Support: Sun "XiaoXiao" Yalong
There is not much to say about XiaoXiao. He started his career on Catastrophic Cruel Memory, which was bought out by Invictus Gaming on August 2, 2011. He is the only remaining player from the original CCM lineup. Known for being one of the early adopters of Elise as a support, XiaoXiao has a tendency to pick supports sporting both hard crowd control and the potential to deal damage. Though his playstyle is not unique when juxtaposed with other supports, his ability to lock down high priority targets will undoubtedly meld well with WeiXiao in the bot lane. As the two have never been on the same team before, it will be interesting to see how other teams plan to ban against and counter a duo with endlessly frightening lane composition possibilities.

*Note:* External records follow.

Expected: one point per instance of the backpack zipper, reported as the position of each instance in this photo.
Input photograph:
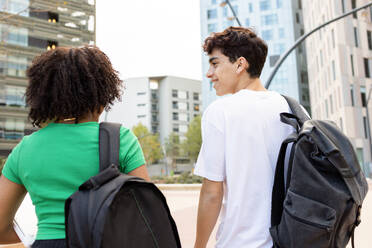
(324, 227)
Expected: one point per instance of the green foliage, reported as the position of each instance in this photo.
(184, 178)
(149, 142)
(191, 146)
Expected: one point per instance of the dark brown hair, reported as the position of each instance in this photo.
(236, 42)
(70, 83)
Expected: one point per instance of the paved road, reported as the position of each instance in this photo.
(183, 205)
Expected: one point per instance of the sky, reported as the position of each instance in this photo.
(151, 37)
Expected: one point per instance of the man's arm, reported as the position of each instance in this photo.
(210, 202)
(11, 196)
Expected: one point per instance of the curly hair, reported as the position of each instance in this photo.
(236, 42)
(70, 83)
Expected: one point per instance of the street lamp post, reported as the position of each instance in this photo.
(368, 125)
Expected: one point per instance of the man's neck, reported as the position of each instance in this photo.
(250, 84)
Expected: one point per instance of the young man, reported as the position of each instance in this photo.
(242, 134)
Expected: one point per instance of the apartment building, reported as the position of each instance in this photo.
(340, 68)
(163, 104)
(28, 28)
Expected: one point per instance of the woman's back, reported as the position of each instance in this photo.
(53, 162)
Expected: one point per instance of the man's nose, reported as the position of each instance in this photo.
(209, 73)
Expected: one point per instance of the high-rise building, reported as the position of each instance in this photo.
(279, 23)
(340, 68)
(163, 104)
(28, 28)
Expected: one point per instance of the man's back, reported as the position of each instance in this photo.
(242, 135)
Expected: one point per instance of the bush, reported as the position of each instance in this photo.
(183, 178)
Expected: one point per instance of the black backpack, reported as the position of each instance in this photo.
(113, 209)
(319, 204)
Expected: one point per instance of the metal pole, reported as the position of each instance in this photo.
(233, 11)
(303, 37)
(368, 126)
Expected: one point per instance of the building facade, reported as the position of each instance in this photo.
(163, 104)
(28, 28)
(279, 23)
(340, 68)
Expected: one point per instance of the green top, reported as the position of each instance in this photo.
(54, 161)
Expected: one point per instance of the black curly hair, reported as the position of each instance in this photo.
(236, 42)
(70, 83)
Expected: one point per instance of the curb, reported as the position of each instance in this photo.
(179, 186)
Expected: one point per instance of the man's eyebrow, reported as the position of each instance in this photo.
(211, 59)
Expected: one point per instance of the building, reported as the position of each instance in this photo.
(28, 28)
(340, 68)
(279, 23)
(163, 104)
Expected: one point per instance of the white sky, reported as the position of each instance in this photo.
(151, 37)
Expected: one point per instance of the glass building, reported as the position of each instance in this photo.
(28, 28)
(280, 24)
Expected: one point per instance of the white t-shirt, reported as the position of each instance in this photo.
(242, 135)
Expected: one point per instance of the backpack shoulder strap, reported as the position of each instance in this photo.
(109, 144)
(297, 109)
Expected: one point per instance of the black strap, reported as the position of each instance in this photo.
(297, 110)
(109, 145)
(278, 194)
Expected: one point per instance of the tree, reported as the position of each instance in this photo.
(149, 142)
(172, 148)
(191, 146)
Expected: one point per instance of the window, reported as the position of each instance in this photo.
(363, 95)
(267, 34)
(279, 3)
(196, 107)
(174, 93)
(224, 11)
(367, 67)
(264, 5)
(333, 70)
(175, 116)
(279, 48)
(343, 5)
(353, 6)
(356, 36)
(352, 64)
(196, 96)
(212, 14)
(369, 37)
(250, 7)
(247, 22)
(14, 95)
(297, 18)
(365, 125)
(333, 38)
(212, 27)
(269, 19)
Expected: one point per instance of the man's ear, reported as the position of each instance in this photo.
(242, 65)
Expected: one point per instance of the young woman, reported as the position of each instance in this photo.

Final Thoughts: Who Will Win the War?
The biggest obstacle in the All-Star teams’ paths is the Southeast Asian team, which sports two names no LoL fan can overlook: Stanley and Toyz. The pair's exploits in the final match of the Season 2 World Championship as Shen and Orianna, respectively, are immortalized with Taipai Assassins skins for those champions. The Korean team, as well, poses a threat, albeit a slightly less immediate one. Unless North America and Europe have something hidden up their sleeve, the battle for first place could very easily come down to China, Korea, and SEA.